As an “embedded” photographer, you struggle to get your camera in action, shooting photos of your unit in “contact.” Shooting is difficult. The pack on your back makes it feel like you are attempting to take pictures while under a huge boulder.

After the “enemy” has been destroyed, your unit nimbly gets to their feet as you struggle back to your’s, not wanting the soldiers to see the fatigue and rubbery legs.

The march continues, left foot in front of right, and again … and again, as your objective gets closer. The pace set by the point man for the entire march is one that would make a race walker sweat.

You are spaced in combat intervals. A distance of about 10 to 15 yards separates each soldier. If a hand grenade of mortar round lands among your unit, fewer soldiers will be killed, or wounded if you keep the proper distance between soldiers.

When it is all over, you have bore your 80 pound load for a distance of seven miles. It is not hot, not even warm, but your clothes are damp with sweat.

As you slip the ruck off your tired, aching shoulders, and release your body from the confines of the bullet-resistant vest, you finally inhale an unencumbered breath of air.

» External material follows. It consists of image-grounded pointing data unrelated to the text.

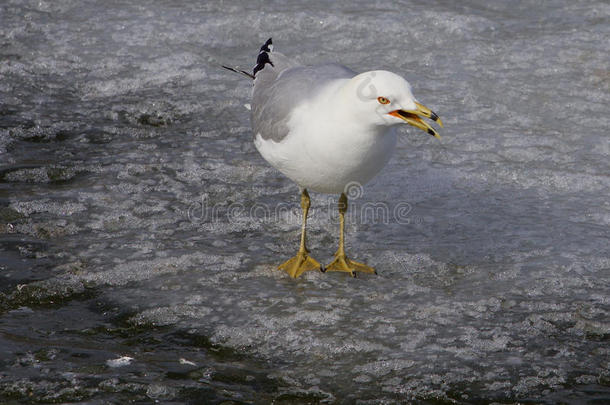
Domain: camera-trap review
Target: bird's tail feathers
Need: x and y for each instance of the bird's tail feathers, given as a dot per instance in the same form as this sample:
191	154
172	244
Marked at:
263	57
241	72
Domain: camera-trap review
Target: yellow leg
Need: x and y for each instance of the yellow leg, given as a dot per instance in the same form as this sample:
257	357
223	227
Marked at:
302	262
341	262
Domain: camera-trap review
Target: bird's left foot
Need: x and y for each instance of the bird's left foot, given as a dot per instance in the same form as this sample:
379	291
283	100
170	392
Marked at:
342	263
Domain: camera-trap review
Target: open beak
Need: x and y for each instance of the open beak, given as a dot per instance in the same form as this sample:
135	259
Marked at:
413	117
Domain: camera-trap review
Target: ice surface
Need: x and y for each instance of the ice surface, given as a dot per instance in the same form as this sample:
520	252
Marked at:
137	220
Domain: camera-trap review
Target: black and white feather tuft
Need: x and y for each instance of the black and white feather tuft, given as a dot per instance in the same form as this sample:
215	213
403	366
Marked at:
263	57
261	60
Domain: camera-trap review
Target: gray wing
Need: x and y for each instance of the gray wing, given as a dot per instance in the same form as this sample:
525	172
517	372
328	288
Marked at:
278	89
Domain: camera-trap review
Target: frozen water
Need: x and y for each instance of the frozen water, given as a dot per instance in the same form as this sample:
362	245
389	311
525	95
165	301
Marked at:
137	220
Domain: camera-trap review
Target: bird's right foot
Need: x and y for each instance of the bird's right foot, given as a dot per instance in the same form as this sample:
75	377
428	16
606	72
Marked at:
299	264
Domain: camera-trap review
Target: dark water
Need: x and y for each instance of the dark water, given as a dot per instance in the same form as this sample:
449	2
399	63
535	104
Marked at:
140	229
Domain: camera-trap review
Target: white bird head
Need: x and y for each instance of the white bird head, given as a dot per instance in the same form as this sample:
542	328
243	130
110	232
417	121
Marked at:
384	98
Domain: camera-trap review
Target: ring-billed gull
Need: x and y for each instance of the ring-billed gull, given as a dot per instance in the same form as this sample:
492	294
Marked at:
326	128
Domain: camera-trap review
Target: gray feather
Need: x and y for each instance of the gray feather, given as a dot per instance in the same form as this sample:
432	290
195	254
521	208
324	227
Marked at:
280	88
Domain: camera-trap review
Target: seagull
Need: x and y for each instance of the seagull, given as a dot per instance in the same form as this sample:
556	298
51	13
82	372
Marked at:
326	128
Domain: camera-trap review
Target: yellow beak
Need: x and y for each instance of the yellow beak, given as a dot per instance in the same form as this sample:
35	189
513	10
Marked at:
412	117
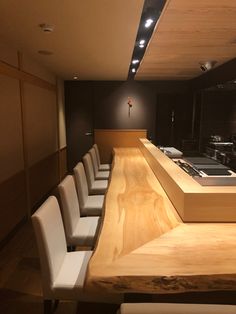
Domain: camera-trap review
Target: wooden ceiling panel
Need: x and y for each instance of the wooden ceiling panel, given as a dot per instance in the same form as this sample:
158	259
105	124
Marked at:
189	33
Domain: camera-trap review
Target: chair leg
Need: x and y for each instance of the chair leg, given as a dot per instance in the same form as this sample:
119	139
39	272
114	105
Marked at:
47	306
71	248
56	302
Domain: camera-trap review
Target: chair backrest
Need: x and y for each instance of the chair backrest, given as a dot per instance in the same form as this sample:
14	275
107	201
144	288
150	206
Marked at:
92	153
97	154
69	205
176	308
50	236
88	169
81	184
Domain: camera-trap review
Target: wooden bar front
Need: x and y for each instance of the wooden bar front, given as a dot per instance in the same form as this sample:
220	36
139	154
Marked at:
144	246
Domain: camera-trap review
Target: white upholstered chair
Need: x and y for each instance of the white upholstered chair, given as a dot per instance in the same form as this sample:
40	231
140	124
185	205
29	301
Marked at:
95	186
101	167
99	175
90	205
175	308
80	231
63	273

Your body feels like a Humvee ran over you … multiple times. Yet, there is a very satisfied feeling, that, you have accomplished a goal. You have walked the walk.

You drive home thinking that you now know what it feels like. But wait, during this exercise, being “under fire” meant firecrackers and bottle rockets. You recall that when these same soldiers reach their deployment destination, there will be real enemy, with real weapons. They will be carrying even heavier loads than you experienced on this training march and if they fail to react quickly, and correctly, they could lose their lives. You realize that they are not “playing army.” These citizen soldiers of the ONG are preparing for war.